Все-таки это был не черт, про которого рассказывал дедушка: откуда черту знать, как меня зовут? Да и голос был знакомый, человеческий, очень похожий на голос дяди Миши, самого главного здесь председателя колхоза.
Дядя Миша спустил вниз грабли и велел мне встать на грабельницу. Я встал, обхватив черенок обеими руками. Дядя Миша потянул грабли наверх и вытянул их вместе со мною.
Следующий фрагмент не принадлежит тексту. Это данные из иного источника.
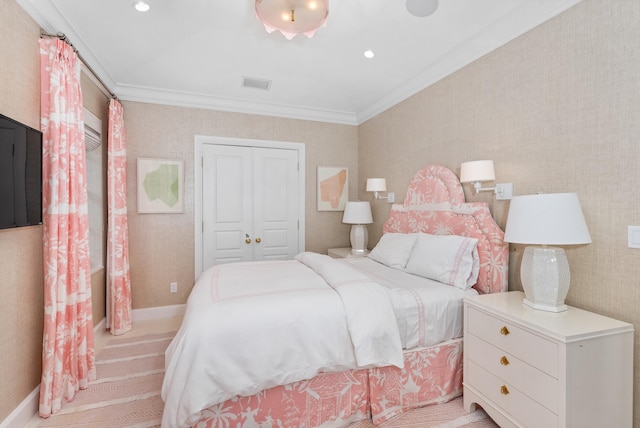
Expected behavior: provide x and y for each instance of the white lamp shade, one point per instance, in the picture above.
(376, 185)
(477, 171)
(546, 219)
(358, 212)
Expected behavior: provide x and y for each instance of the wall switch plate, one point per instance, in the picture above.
(504, 191)
(633, 235)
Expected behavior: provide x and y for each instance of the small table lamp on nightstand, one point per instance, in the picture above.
(541, 220)
(358, 214)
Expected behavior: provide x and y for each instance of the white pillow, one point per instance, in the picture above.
(393, 249)
(450, 259)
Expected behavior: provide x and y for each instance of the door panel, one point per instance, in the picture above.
(276, 203)
(226, 216)
(249, 193)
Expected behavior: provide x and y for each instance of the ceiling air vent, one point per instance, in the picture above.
(252, 82)
(92, 131)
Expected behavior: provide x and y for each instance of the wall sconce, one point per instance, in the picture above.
(358, 214)
(541, 220)
(377, 185)
(478, 171)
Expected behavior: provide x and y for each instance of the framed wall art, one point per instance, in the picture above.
(160, 186)
(333, 188)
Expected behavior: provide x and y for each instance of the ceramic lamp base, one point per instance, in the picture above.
(545, 278)
(359, 239)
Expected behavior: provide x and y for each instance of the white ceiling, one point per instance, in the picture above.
(195, 52)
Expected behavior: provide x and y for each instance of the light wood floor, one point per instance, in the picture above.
(139, 328)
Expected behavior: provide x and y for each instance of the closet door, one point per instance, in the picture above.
(249, 204)
(275, 185)
(227, 205)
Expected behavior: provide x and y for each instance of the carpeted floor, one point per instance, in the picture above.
(127, 390)
(127, 394)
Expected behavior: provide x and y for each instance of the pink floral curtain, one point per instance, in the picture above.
(68, 360)
(118, 235)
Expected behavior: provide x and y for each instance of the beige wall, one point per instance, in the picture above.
(162, 246)
(558, 110)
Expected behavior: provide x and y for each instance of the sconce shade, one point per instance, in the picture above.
(546, 219)
(376, 185)
(473, 171)
(357, 213)
(293, 17)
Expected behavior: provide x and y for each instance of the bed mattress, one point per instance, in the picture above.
(427, 311)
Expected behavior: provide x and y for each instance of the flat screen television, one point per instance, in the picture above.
(20, 174)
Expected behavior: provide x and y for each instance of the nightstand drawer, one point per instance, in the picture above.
(508, 398)
(528, 347)
(538, 385)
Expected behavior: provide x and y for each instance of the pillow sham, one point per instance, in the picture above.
(394, 249)
(450, 259)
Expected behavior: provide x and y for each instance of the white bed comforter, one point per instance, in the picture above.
(252, 326)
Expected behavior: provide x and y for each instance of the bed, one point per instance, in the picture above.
(317, 341)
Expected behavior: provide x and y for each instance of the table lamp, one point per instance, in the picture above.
(542, 220)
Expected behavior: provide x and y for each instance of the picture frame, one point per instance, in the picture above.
(332, 188)
(160, 186)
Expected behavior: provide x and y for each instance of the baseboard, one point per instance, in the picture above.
(22, 414)
(158, 312)
(28, 408)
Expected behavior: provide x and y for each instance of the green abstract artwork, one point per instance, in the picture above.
(163, 184)
(160, 186)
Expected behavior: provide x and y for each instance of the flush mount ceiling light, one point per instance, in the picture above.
(293, 17)
(422, 8)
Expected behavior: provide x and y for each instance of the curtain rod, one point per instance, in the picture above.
(65, 39)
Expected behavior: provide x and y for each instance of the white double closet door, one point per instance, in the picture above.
(250, 204)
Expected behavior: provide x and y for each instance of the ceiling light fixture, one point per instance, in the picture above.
(293, 17)
(142, 6)
(422, 8)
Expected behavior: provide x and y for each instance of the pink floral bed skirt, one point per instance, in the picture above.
(431, 376)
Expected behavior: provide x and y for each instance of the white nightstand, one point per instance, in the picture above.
(344, 253)
(531, 368)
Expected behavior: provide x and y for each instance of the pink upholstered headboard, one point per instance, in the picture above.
(435, 204)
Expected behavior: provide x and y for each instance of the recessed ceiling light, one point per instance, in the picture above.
(142, 6)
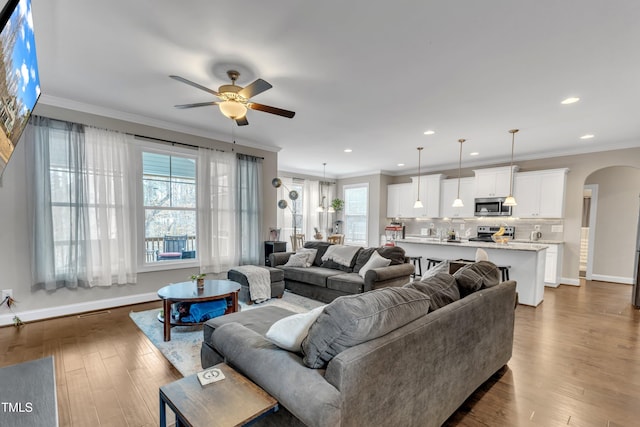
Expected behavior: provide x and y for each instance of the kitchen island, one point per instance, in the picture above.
(526, 260)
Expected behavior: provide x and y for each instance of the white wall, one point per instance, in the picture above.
(14, 245)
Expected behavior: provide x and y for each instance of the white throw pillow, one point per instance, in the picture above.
(288, 333)
(481, 255)
(375, 261)
(298, 260)
(310, 254)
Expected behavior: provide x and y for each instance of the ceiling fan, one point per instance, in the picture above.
(234, 99)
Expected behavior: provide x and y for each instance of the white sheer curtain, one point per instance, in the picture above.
(80, 205)
(218, 249)
(111, 197)
(249, 208)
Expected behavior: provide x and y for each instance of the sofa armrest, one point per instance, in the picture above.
(303, 391)
(279, 258)
(392, 275)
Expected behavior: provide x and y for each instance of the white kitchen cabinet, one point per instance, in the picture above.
(540, 194)
(553, 265)
(493, 182)
(400, 200)
(429, 195)
(450, 192)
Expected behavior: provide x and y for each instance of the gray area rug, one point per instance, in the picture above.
(183, 351)
(28, 394)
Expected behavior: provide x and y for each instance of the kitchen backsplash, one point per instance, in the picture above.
(550, 229)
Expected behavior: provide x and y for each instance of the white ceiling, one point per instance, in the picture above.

– Как же ты умудримшись сюда попасть? – спросил дядя Миша, отряхивая мою матроску от сенной трухи и пыли.
– Земяника, – ответил я прерывающимся от перенесенных страданий голосом.
– Земляника, значит? Вон как? А я иду, глядь – узелок! Что за чудо? – думаю. А оно вон какое чудо. Мать-то, небось, обыскамшись? Ну, пойдем, давай руку, Унаик-Фуган.
– А ящейка?
– Какая еще ящерка?
– Зееная.
– В яме?
– Да. И жаба.
– Ну, брат, что ж поделаешь. Не лезть же мне в яму за ящеркой и жабой. Кто ж тогда меня вынимать оттуда будет? А?
Так и остались в яме ящерка и жаба. Жарят, наверное, их черти на своих сковородках.
Я потом спрашивал у деда, жарят или нет? Дед сказал, что божьи твари безгрешны. За что же их жарить-то? Грешны одни люди.